Pierwsze tygodnie życia spędziła z mamą w drewnianym wozie cyrkowym. Anna Gornostaj (51 l.), czyli Róża z serialu "Barwy szczęścia" oraz Mitzi z filmu "C.K. Dezerterzy", opowiada o dzieciństwie w największym lunaparku w czasach PRL-u.

Skąd to nazwisko? Od nazwy wsi Gornostajewka. Mój dziadek był zesłańcem syberyjskim, Rosjanie wywieźli go daleko na północ. Do dziś wieś leży w tzw. zakrytej zonie, co oznacza, że ciężko tam się dostać, dotrzeć do dokumentów cerkiewnych.

Przeczytaj koniecznie: Barwy szczęścia LEPSZE od Na Wspólnej - mają MILION widzów więcej

Niewiele wiem o rodzinie ojca. Był najmłodszym dzieckiem. Gdy miał 16 lat, matka wsadziła go do ostatniego pociągu jadącego do Polski, starsi jego bracia zostali z nią. Myślę, że wybrała go, bo był najzdolniejszy, najbardziej przedsiębiorczy. Bo jak miał poradzić sobie nastoletni chłopak, który nie ma w Polsce nikogo? Poradził sobie. Skończył politechnikę, jeszcze w czasie studiów zaczął konstruować i budować karuzele.

Ojciec pochodził z Lidy, dziś to Białoruś. Nienawidził tego, że w dowodzie miał wpisane: miejsce urodzenia - ZSRR. Więc gdy mama miała mnie urodzić, zmusił ją, by stało to się w Warszawie, by szansa, że jego dziecko w papierach będzie miało ZSRR, była jak najmniejsza. I urodziłam się w Warszawie, choć mamę kosztowało to wiele.

Moi rodzice przez 40 lat prowadzili największy lunapark w Polsce. Podróżowali od miasta do miasta, jedynie na zimę ściągali do Jeleniej Góry, gdzie mieli mieszkanie. Urodziłam się w lutym, a była wtedy sroga zima. I ta moja biedna mama pierwsze tygodnie spędziła ze mną w drewnianym wozie cyrkowym, bez toalety, bez ciepłej, ba, bieżącej wody, za to w stolicy.

Do 11. roku żyłam z rodzicami w tym wozie, odrabiałam lekcje, spałam. Do dziś pamiętam, jak wyglądał. Podzielony był na trzy części, sypialnianą i kuchenno-jadalną, a pomiędzy nimi była kasa. Żyliśmy tak w piątkę, rodzice, dwójka mojego przybranego rodzeństwa, ja. I jeszcze kilka zwierząt.

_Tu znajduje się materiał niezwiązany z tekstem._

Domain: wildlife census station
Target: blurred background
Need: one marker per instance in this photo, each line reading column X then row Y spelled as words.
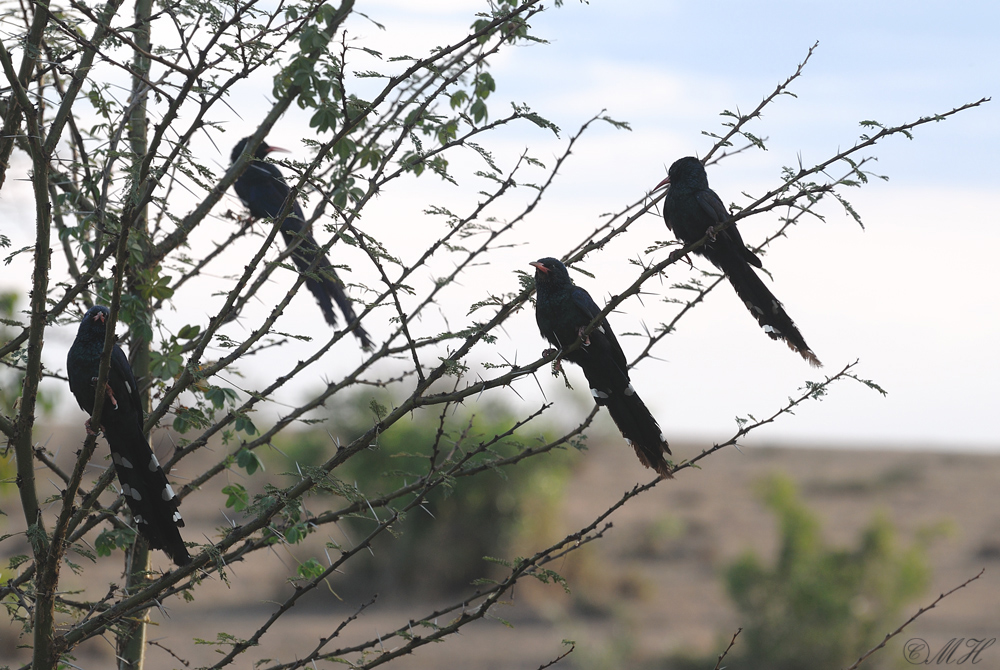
column 862, row 507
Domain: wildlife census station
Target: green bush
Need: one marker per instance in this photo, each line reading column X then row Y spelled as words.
column 817, row 606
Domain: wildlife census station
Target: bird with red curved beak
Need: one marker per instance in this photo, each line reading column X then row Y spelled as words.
column 262, row 188
column 692, row 210
column 563, row 312
column 144, row 484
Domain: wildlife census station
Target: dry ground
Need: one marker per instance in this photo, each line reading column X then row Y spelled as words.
column 651, row 587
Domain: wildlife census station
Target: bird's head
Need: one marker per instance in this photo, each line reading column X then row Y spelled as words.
column 95, row 321
column 550, row 270
column 687, row 171
column 262, row 151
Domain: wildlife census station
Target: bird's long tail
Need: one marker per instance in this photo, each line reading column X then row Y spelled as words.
column 146, row 490
column 639, row 428
column 325, row 285
column 767, row 309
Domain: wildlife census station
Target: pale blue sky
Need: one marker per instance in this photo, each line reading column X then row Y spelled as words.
column 914, row 297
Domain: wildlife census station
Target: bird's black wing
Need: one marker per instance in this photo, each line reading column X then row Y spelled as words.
column 144, row 485
column 711, row 204
column 263, row 189
column 590, row 310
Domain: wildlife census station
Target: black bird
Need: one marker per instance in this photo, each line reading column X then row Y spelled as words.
column 263, row 190
column 144, row 485
column 691, row 209
column 563, row 312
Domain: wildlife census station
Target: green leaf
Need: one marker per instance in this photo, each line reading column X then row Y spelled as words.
column 238, row 498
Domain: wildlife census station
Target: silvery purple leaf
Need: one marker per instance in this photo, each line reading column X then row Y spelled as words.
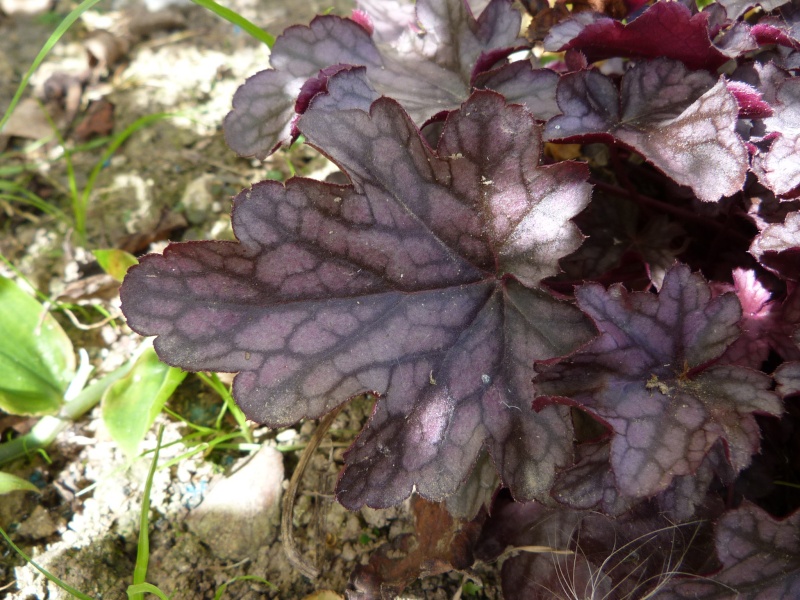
column 417, row 282
column 779, row 168
column 665, row 29
column 777, row 247
column 679, row 120
column 427, row 70
column 760, row 557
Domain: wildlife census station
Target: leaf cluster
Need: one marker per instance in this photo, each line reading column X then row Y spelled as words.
column 569, row 260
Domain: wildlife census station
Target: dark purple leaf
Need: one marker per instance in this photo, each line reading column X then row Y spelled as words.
column 737, row 40
column 665, row 29
column 777, row 247
column 649, row 377
column 590, row 485
column 539, row 571
column 574, row 554
column 760, row 557
column 427, row 71
column 788, row 378
column 779, row 168
column 416, row 282
column 736, row 8
column 617, row 231
column 677, row 119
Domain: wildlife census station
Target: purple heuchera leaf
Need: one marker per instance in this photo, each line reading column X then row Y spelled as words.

Z moim rodzeństwem było tak. W pewnej miejscowości w Polsce codziennie do lunaparku przychodził 12-letni chłopak, stał pod karuzelami, z czasem zaczął pomagać. Rodzice zainteresowali się jego losem, okazało się, że miał ojczyma, którego nie akceptował. Po rozmowie z jego rodzicami moi zdecydowali się zaopiekować się nim, wykształcić. Dziś jest znanym biznesmenem. Podobna historia z ojczymem, z którym nie ma zgody, zdarzyła się mojej siostrze.

To było życie, którego już nie ma, trochę jak z włoskiego filmu "La Strada". Musiało podobać się rodzicom, była to namiastka wolności w czasach komunizmu. Pociągało ono ojca pod względem ludzkim. Miasteczko przyciągało wielu ludzi wyrzuconych poza nawias społeczeństwa. Kryminalistów lub takich, którzy w komunie nie mogli znaleźć pracy, jak mój ojciec, który siedział w więzieniu po rozruchach w Poznaniu. I ojciec za tych wszystkich ludzi czuł się odpowiedzialny.